The Walker and Company version was released around the 50th anniversary of the atomic bombings of Hiroshima and Nagasaki. Sara Mosle of The New Yorker stated that the version "was obviously designed for teachers to use as an introduction to lessons" about that subject.

==Synopsis==

Kodama, himself a survivor of the bombing of Hiroshima, narrates the story from the point of view of Shin's father, Nobuo Tetsutani (鉄谷信男, Tetsutani Nobuo). Shinichi is playing on his tricycle when the bomb is detonated. Nobuo finds the barely alive Shin still holding onto the tricycle's handlebars and trapped under the rubble of their destroyed home. Nobuo's efforts to save his son are in vain and Shin dies that evening. Nobuo buries Shin with his tricycle.

Forty years later, Nobuo exhumes Shin and his two sisters, who also died in the bombing, in order to give them a proper burial at a cemetery. While digging everything up, a pipe was found, believed to be a part of the tricycle Shinichi had owned. Not long after, they found skeletal remains of two human hands; the remains were identified as Shinichi and his local friend, Kimiko ("Kimi"), who had died together with him, holding his hand. Nobuo donated the tricycle to the Hiroshima Peace Museum, where it is currently on display.

Ando's artwork is made up of oil paintings. John Philbrook of the San Francisco Public Library, in School Library Journal, described Ando's artwork as "somber and moody".

==Reception==
Kirkus Reviews stated that the artwork of Ando is "expertly rendered, polished". Kirkus concluded "no one will get through a reading of it unmoved."

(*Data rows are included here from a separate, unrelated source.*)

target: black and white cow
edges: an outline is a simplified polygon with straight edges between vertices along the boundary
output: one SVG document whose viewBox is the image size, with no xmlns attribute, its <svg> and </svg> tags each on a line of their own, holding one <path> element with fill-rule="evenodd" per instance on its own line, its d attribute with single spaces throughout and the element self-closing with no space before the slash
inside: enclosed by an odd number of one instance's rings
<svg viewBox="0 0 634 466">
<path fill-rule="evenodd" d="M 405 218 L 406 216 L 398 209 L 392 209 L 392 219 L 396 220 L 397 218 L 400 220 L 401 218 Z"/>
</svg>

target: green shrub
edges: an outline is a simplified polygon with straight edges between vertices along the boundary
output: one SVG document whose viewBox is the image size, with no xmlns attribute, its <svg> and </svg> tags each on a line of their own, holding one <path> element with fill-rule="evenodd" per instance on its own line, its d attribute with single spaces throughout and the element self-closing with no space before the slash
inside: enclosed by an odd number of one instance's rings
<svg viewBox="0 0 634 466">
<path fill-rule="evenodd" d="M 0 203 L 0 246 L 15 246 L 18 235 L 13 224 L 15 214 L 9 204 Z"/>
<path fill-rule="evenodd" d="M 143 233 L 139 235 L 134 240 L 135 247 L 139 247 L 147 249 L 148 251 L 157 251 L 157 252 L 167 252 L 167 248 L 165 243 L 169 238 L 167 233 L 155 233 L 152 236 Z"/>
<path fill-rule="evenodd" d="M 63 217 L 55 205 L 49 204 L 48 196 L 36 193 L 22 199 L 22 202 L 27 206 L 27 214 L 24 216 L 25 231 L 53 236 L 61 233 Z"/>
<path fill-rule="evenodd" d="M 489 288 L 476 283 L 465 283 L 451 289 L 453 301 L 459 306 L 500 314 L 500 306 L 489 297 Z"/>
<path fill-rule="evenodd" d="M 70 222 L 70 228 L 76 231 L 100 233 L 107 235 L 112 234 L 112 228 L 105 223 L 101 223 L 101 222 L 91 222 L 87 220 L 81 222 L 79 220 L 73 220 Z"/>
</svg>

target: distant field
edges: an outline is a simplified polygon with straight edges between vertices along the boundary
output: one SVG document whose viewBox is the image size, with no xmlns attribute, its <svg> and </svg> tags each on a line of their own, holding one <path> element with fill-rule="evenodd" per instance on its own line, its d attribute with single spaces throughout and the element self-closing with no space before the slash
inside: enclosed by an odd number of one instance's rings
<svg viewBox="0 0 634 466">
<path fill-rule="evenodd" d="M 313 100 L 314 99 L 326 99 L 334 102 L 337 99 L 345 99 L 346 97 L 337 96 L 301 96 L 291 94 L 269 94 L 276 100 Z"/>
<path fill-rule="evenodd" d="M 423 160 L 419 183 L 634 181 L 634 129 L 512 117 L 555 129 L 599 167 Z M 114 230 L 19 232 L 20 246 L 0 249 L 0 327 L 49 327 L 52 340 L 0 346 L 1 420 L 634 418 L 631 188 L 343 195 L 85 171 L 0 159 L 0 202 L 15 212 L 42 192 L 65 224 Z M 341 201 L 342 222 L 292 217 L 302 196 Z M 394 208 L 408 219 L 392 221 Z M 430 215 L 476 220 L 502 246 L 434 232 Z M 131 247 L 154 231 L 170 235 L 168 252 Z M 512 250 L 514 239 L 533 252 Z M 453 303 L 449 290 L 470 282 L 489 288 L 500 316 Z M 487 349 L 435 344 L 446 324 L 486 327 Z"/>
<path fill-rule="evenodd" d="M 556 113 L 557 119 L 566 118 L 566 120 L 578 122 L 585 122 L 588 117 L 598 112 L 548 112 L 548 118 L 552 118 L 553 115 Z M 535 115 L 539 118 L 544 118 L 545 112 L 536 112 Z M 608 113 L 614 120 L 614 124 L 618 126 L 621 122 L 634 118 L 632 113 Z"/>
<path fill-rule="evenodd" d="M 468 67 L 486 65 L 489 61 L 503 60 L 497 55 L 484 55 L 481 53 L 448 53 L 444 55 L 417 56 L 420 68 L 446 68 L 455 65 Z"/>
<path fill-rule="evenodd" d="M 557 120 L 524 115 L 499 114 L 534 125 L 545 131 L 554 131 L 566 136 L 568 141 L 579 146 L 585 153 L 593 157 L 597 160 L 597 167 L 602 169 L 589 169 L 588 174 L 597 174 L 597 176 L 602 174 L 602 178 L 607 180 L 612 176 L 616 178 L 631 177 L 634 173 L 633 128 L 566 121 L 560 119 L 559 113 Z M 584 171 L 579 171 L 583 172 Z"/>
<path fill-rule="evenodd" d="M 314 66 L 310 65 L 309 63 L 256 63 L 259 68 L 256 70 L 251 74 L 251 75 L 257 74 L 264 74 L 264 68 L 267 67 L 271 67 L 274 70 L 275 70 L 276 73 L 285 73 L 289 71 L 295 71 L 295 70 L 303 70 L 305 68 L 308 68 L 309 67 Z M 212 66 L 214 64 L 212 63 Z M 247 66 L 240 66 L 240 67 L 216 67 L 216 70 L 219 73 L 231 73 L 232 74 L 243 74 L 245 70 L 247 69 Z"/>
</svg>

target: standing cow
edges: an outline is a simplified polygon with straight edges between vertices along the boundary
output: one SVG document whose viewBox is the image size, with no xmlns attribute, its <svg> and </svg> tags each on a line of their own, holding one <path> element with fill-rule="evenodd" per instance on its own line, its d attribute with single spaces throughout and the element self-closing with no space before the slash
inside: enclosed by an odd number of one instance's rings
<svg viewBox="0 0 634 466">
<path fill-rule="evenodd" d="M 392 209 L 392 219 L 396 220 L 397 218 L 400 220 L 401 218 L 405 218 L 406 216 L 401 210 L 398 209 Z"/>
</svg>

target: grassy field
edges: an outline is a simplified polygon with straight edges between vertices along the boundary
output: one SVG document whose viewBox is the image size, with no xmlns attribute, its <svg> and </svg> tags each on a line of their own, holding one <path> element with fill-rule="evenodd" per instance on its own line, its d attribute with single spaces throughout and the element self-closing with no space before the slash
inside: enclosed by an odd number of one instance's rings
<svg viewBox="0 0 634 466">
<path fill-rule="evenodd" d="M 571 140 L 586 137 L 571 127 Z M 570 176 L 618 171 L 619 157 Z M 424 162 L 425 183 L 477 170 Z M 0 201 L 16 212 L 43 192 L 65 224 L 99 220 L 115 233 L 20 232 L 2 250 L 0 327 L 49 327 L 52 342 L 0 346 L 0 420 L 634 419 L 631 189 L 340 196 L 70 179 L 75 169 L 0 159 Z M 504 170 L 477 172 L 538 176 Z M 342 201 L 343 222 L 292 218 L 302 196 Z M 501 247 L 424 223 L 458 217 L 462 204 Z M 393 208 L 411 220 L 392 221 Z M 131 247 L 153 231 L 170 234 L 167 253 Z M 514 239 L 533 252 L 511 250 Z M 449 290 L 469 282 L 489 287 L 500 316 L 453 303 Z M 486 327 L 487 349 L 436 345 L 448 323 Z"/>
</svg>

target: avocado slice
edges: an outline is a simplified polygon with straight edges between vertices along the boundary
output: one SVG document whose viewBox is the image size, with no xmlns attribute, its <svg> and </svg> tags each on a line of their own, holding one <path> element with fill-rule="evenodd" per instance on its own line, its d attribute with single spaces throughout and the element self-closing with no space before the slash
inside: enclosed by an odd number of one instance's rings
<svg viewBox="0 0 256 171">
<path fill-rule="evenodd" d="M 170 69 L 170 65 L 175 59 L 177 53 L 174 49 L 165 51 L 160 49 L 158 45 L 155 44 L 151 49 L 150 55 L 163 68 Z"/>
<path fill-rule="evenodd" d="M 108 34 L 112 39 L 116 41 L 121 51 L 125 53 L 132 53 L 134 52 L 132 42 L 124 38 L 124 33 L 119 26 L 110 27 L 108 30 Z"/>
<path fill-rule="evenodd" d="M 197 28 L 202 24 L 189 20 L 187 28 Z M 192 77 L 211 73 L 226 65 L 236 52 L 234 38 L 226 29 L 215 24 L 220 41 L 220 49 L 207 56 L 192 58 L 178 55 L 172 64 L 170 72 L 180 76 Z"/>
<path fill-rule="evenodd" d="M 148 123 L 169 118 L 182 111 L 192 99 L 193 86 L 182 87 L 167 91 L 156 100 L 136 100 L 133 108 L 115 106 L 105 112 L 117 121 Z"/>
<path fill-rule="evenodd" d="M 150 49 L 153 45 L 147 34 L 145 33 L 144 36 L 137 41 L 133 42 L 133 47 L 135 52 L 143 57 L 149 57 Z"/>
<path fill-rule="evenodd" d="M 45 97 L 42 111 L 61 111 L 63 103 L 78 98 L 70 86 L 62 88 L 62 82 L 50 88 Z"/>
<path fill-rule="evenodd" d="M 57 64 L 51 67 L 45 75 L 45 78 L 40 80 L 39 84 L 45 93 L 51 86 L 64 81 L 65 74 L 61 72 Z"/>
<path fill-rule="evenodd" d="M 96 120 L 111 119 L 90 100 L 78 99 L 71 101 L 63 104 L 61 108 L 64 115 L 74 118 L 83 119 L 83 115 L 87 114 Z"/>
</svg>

Hazel Rochman, in Booklist, gave the Walker & Company book a starred review. She praised the "powerful, almost super-real at times" artwork by Ando.

Publishers Weekly stated that the story is "disturbing but undeniably powerful" and the pictures by Ando are "as frightening as they are effective."

The Walker and Company version's recommended age readership was ages 7 to 10. Publishers Weekly stated that the book "doesn't cushion the horror in his tale" and it recommended that "age guidelines should be observed here." Rochman recommended the books for "middle-graders" and that they should discuss the book with adults. Mosle argued that the Walker and Company version was inappropriate for its intended readers.

The book has subsequently been praised for its powerful treatment of the subject matter.

==Legacy==
Alyson Miller, author of "Atomic Bomb Literature for Children: Kodama Tatsuharu's The Lunch Box and Shin's Tricycle," wrote that the book had "very little scholarship or critical attention."